The idol of Mahaganapati (Ganesha, Vinayaka) and Mahamaya (also referred as Durgadevi and Shantadurga) were located in Ella, Tiswadi, Goa along with Gomanteshwar and its affiliates. During the Muslim invasion in Goa (13th century), the temple in Ella was destroyed and the idols were transferred to Goltim-Navelim (Golthi-Naveli) on Divar Island. Gomanteshwar and his affiliated deities still remain in Ella in Brahmapur. On account of the hostile religious policies pursued by the Portuguese rulers around 1560, the devotees left Goltim-Navelim after the destruction of the temple there. Unable to take the idols with them, they invoked the ‘saanidhya’ or the presence of the deities in the silver trunk of the elephant-headed Ganesha and the mask of Mahamaya. When they reached Bhatkal, they were unable to construct a temple immediately and kept the two symbols in a shop belonging to a devotee. Later on they constructed a temple in Shirali, a few miles north of Bhatkal, where it stands to this day. The deities are also called Pete Vinayaka and Shantadurga as they are located in a "pete", which means a town in Kannada. The temple has a unique darshan seva called, "mali".

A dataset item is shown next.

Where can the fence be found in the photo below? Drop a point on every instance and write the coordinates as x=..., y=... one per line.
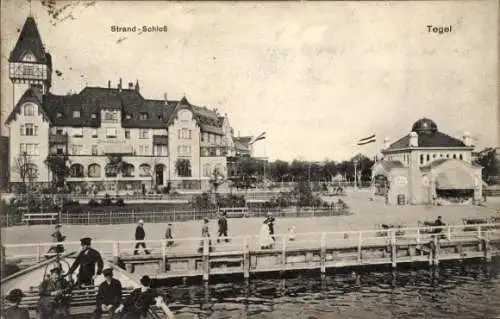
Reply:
x=173, y=215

Some other devotees also transferred the idols of Mahaganapati and Mahamaya from Goltim-Navelim to Khandepar and from there to Khandola.

== Rituals ==
Today, the temple at Shirali conducts various pujas including Shasraganayaga, Rathotsav, Ganahoma and Sahasrachandikahavana. The Rathotsav or the Car Festival is celebrated by the temple on Margashira Shudda Navami (in November or December.) The important events during rathotsava include pete utsava of Mahaganapathi on Margashira Shudda Chauthi and Mahamaya on Margashira Shudda Ashtami, ratri utsava every night and okuli on Margashira Shudda Dashami.

== Following ==
It is estimated that currently the Shirali Maha Ganapathi and Mahammaya temple has 125 Kulavis (family with specific kula devata), with a total of 6000 persons. Most Kulavis visit the temple annually, and many Kulavis living abroad visit the temple every time they visit India. The temple management has built spacious rooms to accommodate Kulavis who visit the temple and also provide food to the Kulavis during their stay at the temple.